Nicht nur Führungskräfte, die neu im Job sind, sollten sich genügend Zeit zur Reflexion nehmen und darüber nachdenken, wie sich das eigene Verhalten auf die Mitarbeiter auswirkt. Dabei sei es hilfreich, sich auch zu fragen, wie die eigenen Gewohnheiten das Arbeitsklima stärken oder schwächen. „Wenn ich zum Beispiel von den Mitarbeitern kritisiert werde, kann ich mich entweder rechtfertigen und ihnen sagen, dass sie zu doof sind – damit schwäche ich aber das Team. Oder ich nehme die Kritik an und mache mir darüber Gedanken. Das ermutigt meine Mitarbeiter, mir weiterhin Feedback zu geben und stärkt die Gemeinschaft“, erklärt Janssen.

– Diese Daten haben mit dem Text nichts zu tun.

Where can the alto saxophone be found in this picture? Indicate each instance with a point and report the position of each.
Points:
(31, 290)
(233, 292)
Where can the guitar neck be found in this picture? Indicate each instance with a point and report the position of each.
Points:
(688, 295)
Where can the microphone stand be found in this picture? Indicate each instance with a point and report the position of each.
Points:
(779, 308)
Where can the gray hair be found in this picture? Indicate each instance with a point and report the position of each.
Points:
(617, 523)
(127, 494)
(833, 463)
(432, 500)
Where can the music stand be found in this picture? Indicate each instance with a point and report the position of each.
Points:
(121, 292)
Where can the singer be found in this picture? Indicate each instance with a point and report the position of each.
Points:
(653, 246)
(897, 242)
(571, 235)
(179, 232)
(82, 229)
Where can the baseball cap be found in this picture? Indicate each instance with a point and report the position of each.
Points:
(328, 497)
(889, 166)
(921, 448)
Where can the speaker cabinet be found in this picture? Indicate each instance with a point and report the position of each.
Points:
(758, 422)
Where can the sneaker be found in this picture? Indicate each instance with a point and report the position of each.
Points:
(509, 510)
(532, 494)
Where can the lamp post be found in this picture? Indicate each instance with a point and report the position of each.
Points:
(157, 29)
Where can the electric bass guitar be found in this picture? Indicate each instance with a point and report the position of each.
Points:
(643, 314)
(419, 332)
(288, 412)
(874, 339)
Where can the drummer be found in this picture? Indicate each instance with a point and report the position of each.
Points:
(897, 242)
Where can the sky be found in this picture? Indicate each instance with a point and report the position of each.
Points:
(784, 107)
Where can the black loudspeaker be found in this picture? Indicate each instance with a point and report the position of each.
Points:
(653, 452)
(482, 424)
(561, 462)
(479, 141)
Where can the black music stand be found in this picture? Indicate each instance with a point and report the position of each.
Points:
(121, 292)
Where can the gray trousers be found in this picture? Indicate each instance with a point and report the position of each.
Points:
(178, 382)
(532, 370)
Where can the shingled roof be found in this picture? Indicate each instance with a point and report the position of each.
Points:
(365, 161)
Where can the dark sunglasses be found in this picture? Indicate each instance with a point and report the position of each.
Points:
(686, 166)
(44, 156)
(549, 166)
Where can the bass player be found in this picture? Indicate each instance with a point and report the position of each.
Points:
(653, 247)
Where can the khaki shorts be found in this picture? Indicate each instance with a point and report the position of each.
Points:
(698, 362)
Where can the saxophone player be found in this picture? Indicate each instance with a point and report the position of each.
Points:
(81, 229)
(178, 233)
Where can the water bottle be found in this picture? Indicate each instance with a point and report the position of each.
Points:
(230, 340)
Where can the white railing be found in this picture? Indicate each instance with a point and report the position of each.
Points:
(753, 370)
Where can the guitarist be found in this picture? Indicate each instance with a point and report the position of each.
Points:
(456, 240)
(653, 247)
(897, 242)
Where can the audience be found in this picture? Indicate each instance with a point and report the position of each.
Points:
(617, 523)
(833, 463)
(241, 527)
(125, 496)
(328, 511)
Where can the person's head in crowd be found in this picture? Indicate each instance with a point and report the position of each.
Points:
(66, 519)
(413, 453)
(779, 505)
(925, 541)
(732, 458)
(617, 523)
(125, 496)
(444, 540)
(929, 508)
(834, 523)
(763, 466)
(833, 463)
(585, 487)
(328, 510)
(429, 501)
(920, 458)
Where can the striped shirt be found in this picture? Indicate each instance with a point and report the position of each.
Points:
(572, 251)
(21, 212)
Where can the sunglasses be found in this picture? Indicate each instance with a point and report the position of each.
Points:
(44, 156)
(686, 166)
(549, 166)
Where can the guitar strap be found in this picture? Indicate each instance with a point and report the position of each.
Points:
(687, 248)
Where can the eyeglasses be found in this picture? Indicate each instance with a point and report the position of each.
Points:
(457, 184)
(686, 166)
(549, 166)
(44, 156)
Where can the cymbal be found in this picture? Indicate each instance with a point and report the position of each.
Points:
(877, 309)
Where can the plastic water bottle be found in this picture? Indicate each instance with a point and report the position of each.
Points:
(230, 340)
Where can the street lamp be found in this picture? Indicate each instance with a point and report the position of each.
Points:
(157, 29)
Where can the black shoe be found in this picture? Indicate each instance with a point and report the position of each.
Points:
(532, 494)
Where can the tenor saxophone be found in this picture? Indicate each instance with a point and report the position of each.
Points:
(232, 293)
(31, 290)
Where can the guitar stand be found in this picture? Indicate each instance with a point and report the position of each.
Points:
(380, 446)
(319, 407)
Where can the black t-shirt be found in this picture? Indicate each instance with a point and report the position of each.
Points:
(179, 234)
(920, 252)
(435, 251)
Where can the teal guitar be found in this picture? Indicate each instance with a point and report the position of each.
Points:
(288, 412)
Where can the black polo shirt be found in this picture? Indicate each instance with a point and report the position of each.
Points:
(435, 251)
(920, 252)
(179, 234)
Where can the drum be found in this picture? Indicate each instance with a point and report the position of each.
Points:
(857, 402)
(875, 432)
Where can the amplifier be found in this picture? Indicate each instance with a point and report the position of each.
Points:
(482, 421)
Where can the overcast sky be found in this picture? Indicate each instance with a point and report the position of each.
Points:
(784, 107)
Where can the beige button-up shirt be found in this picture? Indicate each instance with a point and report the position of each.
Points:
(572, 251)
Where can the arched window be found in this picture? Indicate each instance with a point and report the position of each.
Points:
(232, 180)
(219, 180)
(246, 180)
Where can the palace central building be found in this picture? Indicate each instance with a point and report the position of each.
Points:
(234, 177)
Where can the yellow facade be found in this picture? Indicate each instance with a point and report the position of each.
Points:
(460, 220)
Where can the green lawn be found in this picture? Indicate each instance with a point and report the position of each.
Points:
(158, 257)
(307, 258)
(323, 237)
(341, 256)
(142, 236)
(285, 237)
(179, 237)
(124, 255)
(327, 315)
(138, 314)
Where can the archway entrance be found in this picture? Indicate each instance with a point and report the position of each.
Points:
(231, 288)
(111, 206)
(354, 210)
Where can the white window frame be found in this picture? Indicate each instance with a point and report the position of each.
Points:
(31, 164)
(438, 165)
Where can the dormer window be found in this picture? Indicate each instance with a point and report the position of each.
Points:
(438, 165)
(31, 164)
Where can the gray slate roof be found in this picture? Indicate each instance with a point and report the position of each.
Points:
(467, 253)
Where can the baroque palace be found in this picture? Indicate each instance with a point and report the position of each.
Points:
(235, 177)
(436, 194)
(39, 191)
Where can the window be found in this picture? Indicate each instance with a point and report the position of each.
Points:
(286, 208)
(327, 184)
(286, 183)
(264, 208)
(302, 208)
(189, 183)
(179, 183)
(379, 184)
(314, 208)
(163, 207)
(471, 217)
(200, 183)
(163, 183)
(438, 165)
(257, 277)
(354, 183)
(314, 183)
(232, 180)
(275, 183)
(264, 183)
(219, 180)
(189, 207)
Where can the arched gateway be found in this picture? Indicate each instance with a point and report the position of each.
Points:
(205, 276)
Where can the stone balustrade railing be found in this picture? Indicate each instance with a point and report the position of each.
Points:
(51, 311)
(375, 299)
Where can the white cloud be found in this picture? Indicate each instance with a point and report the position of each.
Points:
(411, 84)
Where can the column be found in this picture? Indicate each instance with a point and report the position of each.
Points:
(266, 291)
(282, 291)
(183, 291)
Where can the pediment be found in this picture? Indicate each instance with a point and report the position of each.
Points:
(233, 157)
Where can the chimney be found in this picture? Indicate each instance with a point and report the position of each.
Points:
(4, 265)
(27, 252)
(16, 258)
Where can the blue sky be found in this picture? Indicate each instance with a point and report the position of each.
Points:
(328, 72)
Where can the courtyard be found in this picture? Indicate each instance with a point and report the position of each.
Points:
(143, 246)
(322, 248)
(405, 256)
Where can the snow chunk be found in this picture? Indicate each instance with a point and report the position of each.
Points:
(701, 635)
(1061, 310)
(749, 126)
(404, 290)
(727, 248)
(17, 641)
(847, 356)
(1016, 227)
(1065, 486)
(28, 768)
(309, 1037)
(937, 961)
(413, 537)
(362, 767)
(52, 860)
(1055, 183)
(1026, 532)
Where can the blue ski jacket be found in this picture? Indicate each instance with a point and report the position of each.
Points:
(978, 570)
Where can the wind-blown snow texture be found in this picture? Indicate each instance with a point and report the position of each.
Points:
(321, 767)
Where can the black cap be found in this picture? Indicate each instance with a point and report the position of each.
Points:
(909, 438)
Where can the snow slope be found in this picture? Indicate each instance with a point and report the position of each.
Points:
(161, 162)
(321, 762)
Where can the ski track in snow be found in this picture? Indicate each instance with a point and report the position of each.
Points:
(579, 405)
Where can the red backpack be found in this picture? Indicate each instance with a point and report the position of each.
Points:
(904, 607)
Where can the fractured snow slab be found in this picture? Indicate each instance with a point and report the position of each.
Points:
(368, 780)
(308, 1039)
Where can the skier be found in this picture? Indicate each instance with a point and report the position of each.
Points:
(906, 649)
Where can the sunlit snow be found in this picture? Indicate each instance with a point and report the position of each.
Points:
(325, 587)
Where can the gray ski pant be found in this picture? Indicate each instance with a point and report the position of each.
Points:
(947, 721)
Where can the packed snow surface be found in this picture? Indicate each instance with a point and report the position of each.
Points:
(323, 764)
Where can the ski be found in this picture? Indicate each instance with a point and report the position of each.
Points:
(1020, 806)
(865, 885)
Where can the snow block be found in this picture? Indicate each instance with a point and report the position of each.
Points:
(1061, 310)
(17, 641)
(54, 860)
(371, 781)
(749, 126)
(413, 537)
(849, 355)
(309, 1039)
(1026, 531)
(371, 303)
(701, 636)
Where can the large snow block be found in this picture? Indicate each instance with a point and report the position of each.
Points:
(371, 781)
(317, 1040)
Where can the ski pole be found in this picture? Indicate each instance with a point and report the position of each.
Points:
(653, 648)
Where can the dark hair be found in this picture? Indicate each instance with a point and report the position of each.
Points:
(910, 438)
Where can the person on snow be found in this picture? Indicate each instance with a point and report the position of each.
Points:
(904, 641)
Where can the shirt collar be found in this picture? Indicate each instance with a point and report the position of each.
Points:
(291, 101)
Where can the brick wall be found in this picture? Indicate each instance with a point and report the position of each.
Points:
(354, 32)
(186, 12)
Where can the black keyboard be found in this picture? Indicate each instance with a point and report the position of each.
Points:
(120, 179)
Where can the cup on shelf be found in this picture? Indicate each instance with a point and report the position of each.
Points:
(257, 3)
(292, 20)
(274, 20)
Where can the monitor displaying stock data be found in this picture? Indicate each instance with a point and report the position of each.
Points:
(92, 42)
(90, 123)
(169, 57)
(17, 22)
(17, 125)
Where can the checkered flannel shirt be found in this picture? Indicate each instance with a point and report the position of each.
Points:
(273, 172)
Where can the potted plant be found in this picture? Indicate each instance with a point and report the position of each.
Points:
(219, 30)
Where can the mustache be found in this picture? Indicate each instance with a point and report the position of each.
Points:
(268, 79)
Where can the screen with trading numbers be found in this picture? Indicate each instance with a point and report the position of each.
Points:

Seit der niederschmetternden Mitarbeiterbefragung sind inzwischen zehn Jahre vergangen. Heute ist Janssen einer der beliebtesten Arbeitgeber in Deutschland und Upstalsboom wurde mit zahlreichen Managementpreisen ausgezeichnet, etwa dem „Hospitality HR Award“ für Personalführung in Hotellerie und Gastronomie oder als bester Arbeitgeber mit „Top Job“, einer Auszeichnung für Mittelständische Unternehmen. Der Hotelier hält auch Vorträge über seinen Führungsstil und hat mehrere Managementbücher geschrieben. Auch wenn er gelernt hat, dass es nicht nur um Zahlen geht, untermalen sie den Erfolg seines gewandelten Führungsstils: Seit dem Kulturwandel in der Hotelkette ist die Zufriedenheit der Mitarbeiter gestiegen und die Krankheitsquote um fünf Prozent gefallen. Auch die Unternehmensumsätze sind gestiegen: Drei Jahre nach der Mitarbeiterbefragung steigerten sie sich innerhalb eines Jahres gar um 40 Prozent.

Ob Janssen auch anderen Chefs einen Besuch im Kloster empfehlen würde, wenn es mit dem Management nicht rund läuft? „Ja. Denn in der Stille des Klosters werde ich mir meiner Führungsverantwortung bewusst und entwickle ein Gefühl dafür, was mir bei der Führung von mir selbst und der Führung anderer Menschen wirklich wichtig ist“.